Fleeing Refugees Could Cause Outbreak Of Polio In Europe

Refugees fleeing the civil war in Syria could cause an outbreak of polio in Europe, two German infection experts have warned.

Writing in The Lancet medical journal, they say the polio vaccine used in Europe is not effective enough to withstand transmission of the virus.
There are fears it may have been carried to neighbouring countries by refugees living in unsanitary conditions ideal for the transmission of disease.
The inactivated polio vaccine (IPC), which is injected, usually forms part of a combined diphtheria, tetanus, whooping cough and polio jab.

IPC provides protection from infection but it does not prevent the spread of the virus.
Professor Martin Eichner, from the University of Tubingen, and Dr Stefan Brockmann, from the Department of Infection Control in Reutlingen, point out that because only one in 200 polio infections cause symptoms, the virus could be circulating for nearly a year before a single case occurs.

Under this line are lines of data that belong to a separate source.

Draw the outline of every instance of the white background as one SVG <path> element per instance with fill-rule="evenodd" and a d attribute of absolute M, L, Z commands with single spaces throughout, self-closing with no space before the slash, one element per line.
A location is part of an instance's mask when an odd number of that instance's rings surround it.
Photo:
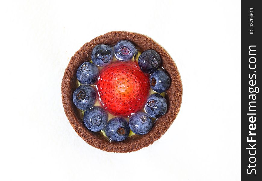
<path fill-rule="evenodd" d="M 1 180 L 239 180 L 240 2 L 1 1 Z M 127 154 L 87 144 L 60 89 L 85 43 L 123 30 L 152 38 L 181 74 L 177 119 Z"/>

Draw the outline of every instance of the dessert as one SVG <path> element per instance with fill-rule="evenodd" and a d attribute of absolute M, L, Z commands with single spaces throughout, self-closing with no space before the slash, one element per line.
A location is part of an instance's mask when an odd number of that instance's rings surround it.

By this time, hundreds of individuals may be carrying the virus.
Prof Eichner and Dr Brockmann wrote: "Routine screening of sewage for polio virus has not been done in most European countries.
"But this intensified surveillance measure should be considered for settlements with large numbers of Syrian refugees.

"Vaccinating only Syrian refugees - as has been recommended by the European Centre for Disease Prevention and Control - must be judged as insufficient; more comprehensive measures should be taken into consideration," they wrote.
The World Health Organisation (WHO) has confirmed an outbreak of at least 10 cases of polio in Syria, where vaccination coverage has dramatically decreased because of the civil war.
Nearly all Syrian children were vaccinated against the disease - which begins with fever, fatigue, headache, vomiting, stiffness in the neck and pain in the limbs - before the civil war began more than two years ago.

Polio was last reported in Syria in 1999.
In 1998, polio was endemic in 125 countries and there were an estimated 350,000 cases but that had fallen to just 223 cases in 2012 and it was endemic in just Nigeria, Afghanistan and Pakistan.
However, WHO warns that if just one child remains infected the risk of the disease spreading again remains and eradication efforts in Nigeria and Pakistan have all been harmed by attacks by Islamist militants.

On Wednesday, the WHO increased the number of people it said must be vaccinated to 20 million as part of a vaccination campaign that will target children in Syria, Turkey, Lebanon, Iraq, Jordan, Israel and the Palestinian territories.